We cannot predict when a new paradigm emerges. Economic forecasts must assume the continuation of whatever is the current paradigm. Bullard accepts the need for one more interest rate, perhaps next month to bring the Fed funds to a neutral target within the existing set of economic relationships. 

Investors see two trends which could very well portend a changing paradigm. First is reflation. It was clear that whichever candidate won the US presidential election, fiscal policy was set to turn more accommodative. Trump promised a large stimulus package, which included tax cuts as well as spending increases. The size of the package he talked about during the campaign, and his economic advisers are maintaining after the election, is on par with the February 2009 measures when the economy was in the throes of the credit-crisis-induced recession.   

The limits of monetary policy were gradually becoming recognized and emphasized by economists and policymakers. A few countries, such as Canada, led by a new Liberal government, provided modest fiscal support. The UK is also widely expected to increase government spending.  Investors anticipate that Hammond, the UK Chancellor the Exchequer, will outline an increase in infrastructure investment (rail and roads) in the Autumn Statement on November 23. Trump’s campaign rhetoric stands out for its size and the fact that it is for a US economy that is already growing near trend, which the Federal Reserve estimates near 1.8%. The inflationary implications of provided significant stimulus under such pre-existing conditions are not lost on investors.  

The other trend is toward nationalism and away from globalism, or integration. The UK decision (by a slight majority) to leave the EU and the election of the populist-right Trump as US president (where he secured the necessary electoral college votes but did not the most popular votes) are the first two steps on the trend, with the focus turning to Europe. For various reasons, beyond the scope of this note, polls appear to have failed in capturing the strength of nationalism and support for populist-right positions.  

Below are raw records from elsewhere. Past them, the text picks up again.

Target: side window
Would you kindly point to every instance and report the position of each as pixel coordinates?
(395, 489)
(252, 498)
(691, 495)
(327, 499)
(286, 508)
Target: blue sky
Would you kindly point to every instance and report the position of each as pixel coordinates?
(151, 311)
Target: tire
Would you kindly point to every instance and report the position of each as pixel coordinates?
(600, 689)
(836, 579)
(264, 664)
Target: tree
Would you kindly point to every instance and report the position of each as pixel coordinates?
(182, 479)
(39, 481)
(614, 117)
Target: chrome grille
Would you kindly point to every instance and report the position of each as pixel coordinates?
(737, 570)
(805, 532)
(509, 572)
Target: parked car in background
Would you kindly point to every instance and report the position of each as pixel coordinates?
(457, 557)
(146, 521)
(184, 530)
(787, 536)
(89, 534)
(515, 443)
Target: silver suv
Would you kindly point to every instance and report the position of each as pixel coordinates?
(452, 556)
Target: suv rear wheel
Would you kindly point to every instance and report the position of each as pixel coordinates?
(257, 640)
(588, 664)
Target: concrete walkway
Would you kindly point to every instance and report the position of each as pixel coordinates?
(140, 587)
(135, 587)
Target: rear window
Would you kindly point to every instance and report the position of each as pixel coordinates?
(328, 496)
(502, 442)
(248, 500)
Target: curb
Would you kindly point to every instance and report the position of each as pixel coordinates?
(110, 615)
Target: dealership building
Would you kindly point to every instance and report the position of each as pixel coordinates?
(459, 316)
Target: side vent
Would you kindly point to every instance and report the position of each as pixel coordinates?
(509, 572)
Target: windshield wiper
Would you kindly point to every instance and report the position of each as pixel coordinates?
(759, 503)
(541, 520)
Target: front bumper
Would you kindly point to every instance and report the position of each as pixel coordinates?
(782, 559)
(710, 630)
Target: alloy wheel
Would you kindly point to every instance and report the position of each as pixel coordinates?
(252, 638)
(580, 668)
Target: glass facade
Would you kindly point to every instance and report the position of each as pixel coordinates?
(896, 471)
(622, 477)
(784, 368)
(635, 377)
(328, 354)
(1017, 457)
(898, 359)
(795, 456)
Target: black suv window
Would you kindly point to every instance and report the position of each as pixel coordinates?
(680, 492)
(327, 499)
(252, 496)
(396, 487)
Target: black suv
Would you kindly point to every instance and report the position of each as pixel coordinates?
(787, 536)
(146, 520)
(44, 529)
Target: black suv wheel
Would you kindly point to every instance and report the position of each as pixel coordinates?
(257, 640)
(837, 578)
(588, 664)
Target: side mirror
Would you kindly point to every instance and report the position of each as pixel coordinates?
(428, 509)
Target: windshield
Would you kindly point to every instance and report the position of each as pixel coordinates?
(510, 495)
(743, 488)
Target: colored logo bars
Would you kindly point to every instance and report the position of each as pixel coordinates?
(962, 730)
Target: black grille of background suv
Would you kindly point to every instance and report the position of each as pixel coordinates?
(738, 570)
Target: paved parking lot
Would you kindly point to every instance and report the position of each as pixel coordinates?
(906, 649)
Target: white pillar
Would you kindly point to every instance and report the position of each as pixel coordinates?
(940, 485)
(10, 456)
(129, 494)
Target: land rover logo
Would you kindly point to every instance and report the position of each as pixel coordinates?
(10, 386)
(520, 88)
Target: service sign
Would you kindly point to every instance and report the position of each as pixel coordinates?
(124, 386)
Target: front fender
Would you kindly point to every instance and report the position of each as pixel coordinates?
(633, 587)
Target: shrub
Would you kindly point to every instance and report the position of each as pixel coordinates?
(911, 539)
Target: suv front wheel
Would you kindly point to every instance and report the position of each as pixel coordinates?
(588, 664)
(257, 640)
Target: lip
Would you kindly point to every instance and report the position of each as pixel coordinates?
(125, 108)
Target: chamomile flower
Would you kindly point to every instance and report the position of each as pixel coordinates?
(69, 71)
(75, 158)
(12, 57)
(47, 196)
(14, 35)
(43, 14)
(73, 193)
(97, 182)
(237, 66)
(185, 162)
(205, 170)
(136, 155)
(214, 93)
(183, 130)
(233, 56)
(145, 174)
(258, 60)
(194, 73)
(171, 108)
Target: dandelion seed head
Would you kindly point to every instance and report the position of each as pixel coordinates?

We have long argued Europe was a man-made construct more than a geographic entity defined by Nature. Monetary union was similarly a political construct and was designed to cope with the reunification of Germany. We were able to help navigate the troubled waters when many thought that a Greek exit was imminent by appreciating the significance of political considerations, including will. The trend toward nationalism, if that is what it is, questions precisely that political will.